‘Diary of Anne Frank’ Flagged For Plagiarism

AMSTERDAM, Netherlands – ‘Diary of Anne Frank’ Flagged For Plagiarism

The Diary of Anne Frank, required reading for many middle-schoolers since its publication in 1947, was recently flagged for plagiarism, a discovery credited to 12-year old student Hanne Flüvke, who ran the book through an online plagiarism checker.

Through a translator Flüvke said, “We had to write a paper on Anne Frank and how she would be today in society. ‘Would she use Facebook and texting?’ my teacher asked, so I was checking my paper to make sure I wasn’t copying anything another person wrote.”

“Suddenly I became not very happy,” said Flüvke. “I started my report with Justin Bieber when he said he thought Anne Frank would be a ‘Belieber’ and my grandmother said, ‘Remember when I used to read you The Diary of Anne Frank every night when you were just a little girl before I could not see anymore?’” Hanne dug back through her closet and found the well-worn copy of the book her grandmother had read to her as a bedtime story years before.
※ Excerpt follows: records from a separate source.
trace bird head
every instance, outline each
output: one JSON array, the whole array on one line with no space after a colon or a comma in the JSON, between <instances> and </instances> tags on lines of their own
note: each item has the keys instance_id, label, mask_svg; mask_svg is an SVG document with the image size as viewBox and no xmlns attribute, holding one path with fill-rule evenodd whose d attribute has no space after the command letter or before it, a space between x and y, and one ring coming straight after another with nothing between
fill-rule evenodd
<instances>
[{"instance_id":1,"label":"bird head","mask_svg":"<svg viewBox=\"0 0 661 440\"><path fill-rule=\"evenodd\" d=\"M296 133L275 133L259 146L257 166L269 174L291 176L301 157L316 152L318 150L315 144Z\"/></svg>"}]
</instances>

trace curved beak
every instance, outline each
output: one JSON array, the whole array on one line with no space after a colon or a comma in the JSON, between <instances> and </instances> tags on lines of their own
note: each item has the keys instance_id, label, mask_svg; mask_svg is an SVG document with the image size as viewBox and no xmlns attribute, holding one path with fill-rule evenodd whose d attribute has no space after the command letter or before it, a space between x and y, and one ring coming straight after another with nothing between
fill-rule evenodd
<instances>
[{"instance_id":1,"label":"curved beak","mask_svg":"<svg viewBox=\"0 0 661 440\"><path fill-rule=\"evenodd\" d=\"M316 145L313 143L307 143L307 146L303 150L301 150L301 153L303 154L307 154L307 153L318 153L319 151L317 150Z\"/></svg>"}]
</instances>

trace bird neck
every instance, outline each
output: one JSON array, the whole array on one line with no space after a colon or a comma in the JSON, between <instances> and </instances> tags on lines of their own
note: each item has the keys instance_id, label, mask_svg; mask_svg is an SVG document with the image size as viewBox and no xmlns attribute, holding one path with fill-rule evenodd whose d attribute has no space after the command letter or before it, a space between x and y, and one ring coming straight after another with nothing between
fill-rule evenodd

On a fluke, Flüvke entered passages from Diary into an online copycat detector and found that nearly every passage was flagged for plagiarism. “Everything I entered from my grandmother’s copy of The Diary of Anne Frank showed up as a copy from another book called The Diary of a Young Girl, also published in 1947. I didn’t know which one was the real one, so I called my local newspaper to help me find out.”

“The little child was right!” said Johannes Bleek, editor of Amsterdam’s Daily Chronicler. “Everything matched. I don’t know how people could have overlooked such a thing as this before! Perhaps they let it go since the story was so sad about the little girl.”

The Supreme Court of the Netherlands (Hoge Raad der Nederlanden) ruled last week that The Diary of Anne Frank was indeed directly sourced – without credit – from The Diary of A Young Girl, and that proper royalty payments owed to the Frank family would have to be recalculated.  The Court also ruled that any unauthorized use of the former book would make violators liable for prosecution under international law.

“I didn’t want to start any troubles,” said Flüvke. “I just wanted to write a paper, so now I don’t know what to do. Maybe I’ll write about Justin Bieber if I made believe he was locked up in the attic and I rescued him, which I hope never happens to him someday because I want to marry him.”

Bleek published an editorial urging citizens to burn unauthorized copies of The Diary of Anne Frank in the town square. The date of the public book burning will be set after the editor secures the necessary public fire department permits.